Clement-Jones family - Person Sheet
Clement-Jones family - Person Sheet
NameHannah Mary REYNOLDS, 14012
Birth1798
Death1878
FatherJoseph REYNOLDS , 14013 (1768-)
MotherDeborah DEARMAN , 14039
Spouses
Birth1788
Death1860
FatherWilliam RATHBONE IV , 13967 (1757-1809)
MotherHannah Mary REYNOLDS , 13968 (1761-1839)
ChildrenRichard Reynolds , 14004 (1820-1898)
 William , 14011
 Hannah Mary , 14049 (1818-1853)
 Basil , 14050
 Benson , 14051
 Emily , 14052
Notes for Hannah Mary REYNOLDS
Hannah Reynolds, a daughter of Joseph Reynolds by his wife Deborah Dearman, was born near Wellington in Shropshire on 5 July 1798. Her grandfather was Richard Reynolds (1735–1816) In 1817 Hannah Mary Reynolds married her half-cousin, Richard Rathbone, a son of William Rathbone IV, By him she had six children.

Although during the greater part of her married life Mrs. Rathbone's health was delicate, she sedulously cultivated her fine natural faculties.
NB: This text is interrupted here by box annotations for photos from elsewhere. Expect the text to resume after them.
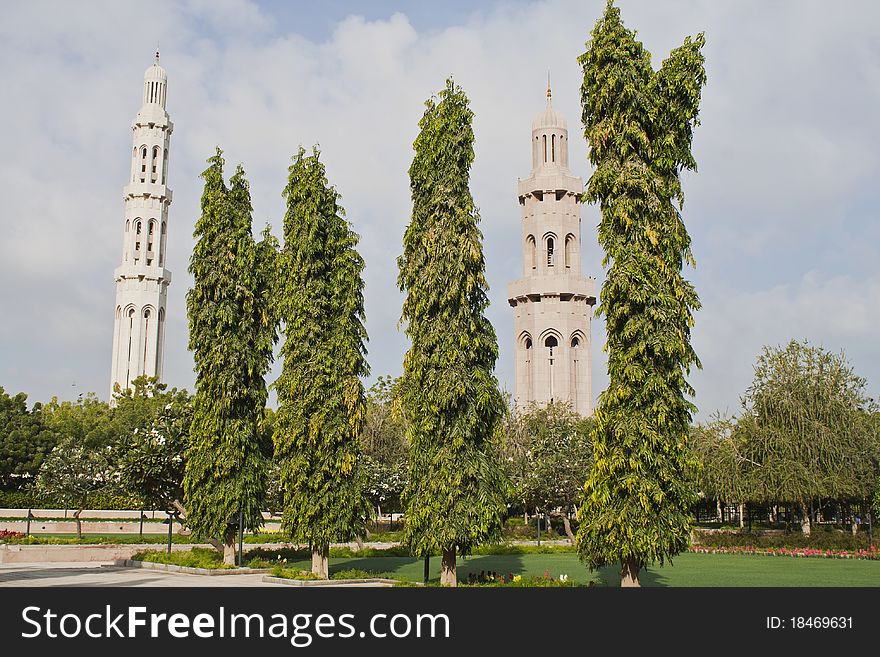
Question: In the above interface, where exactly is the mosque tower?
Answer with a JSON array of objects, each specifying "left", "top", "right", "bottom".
[
  {"left": 110, "top": 50, "right": 174, "bottom": 399},
  {"left": 508, "top": 83, "right": 596, "bottom": 417}
]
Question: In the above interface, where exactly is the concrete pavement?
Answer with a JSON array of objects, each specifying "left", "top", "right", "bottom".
[{"left": 0, "top": 562, "right": 283, "bottom": 587}]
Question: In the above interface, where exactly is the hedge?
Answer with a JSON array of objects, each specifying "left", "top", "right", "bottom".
[{"left": 0, "top": 491, "right": 142, "bottom": 510}]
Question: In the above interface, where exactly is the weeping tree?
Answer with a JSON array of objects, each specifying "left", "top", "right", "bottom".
[
  {"left": 740, "top": 340, "right": 880, "bottom": 535},
  {"left": 397, "top": 79, "right": 508, "bottom": 586},
  {"left": 577, "top": 2, "right": 706, "bottom": 586},
  {"left": 183, "top": 148, "right": 276, "bottom": 564},
  {"left": 690, "top": 415, "right": 760, "bottom": 526},
  {"left": 274, "top": 148, "right": 370, "bottom": 578}
]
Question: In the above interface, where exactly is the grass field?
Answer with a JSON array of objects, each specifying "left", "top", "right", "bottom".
[{"left": 272, "top": 554, "right": 880, "bottom": 587}]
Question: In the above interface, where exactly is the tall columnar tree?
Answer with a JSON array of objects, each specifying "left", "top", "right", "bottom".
[
  {"left": 739, "top": 340, "right": 880, "bottom": 535},
  {"left": 397, "top": 79, "right": 508, "bottom": 586},
  {"left": 274, "top": 148, "right": 370, "bottom": 578},
  {"left": 184, "top": 148, "right": 276, "bottom": 563},
  {"left": 0, "top": 386, "right": 58, "bottom": 490},
  {"left": 578, "top": 1, "right": 706, "bottom": 586}
]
Her early training in drawing and painting she specially applied to minute work, and she excelled in illuminating on vellum from old manuscript designs. She contributed a series of charming designs of small birds to The Poetry of Birds (Liverpool, 1832, 4to), and about the same time published a selection of pen-and-ink drawings from Pinelli's etchings of Italian peasantry. Later in life she took to landscape in water-colours. In 1840 she made her first modest literary venture by publishing a collection of pieces in verse entitled Childhood, some of which were from her own hand; and in 1841 there followed Selections from the Poets.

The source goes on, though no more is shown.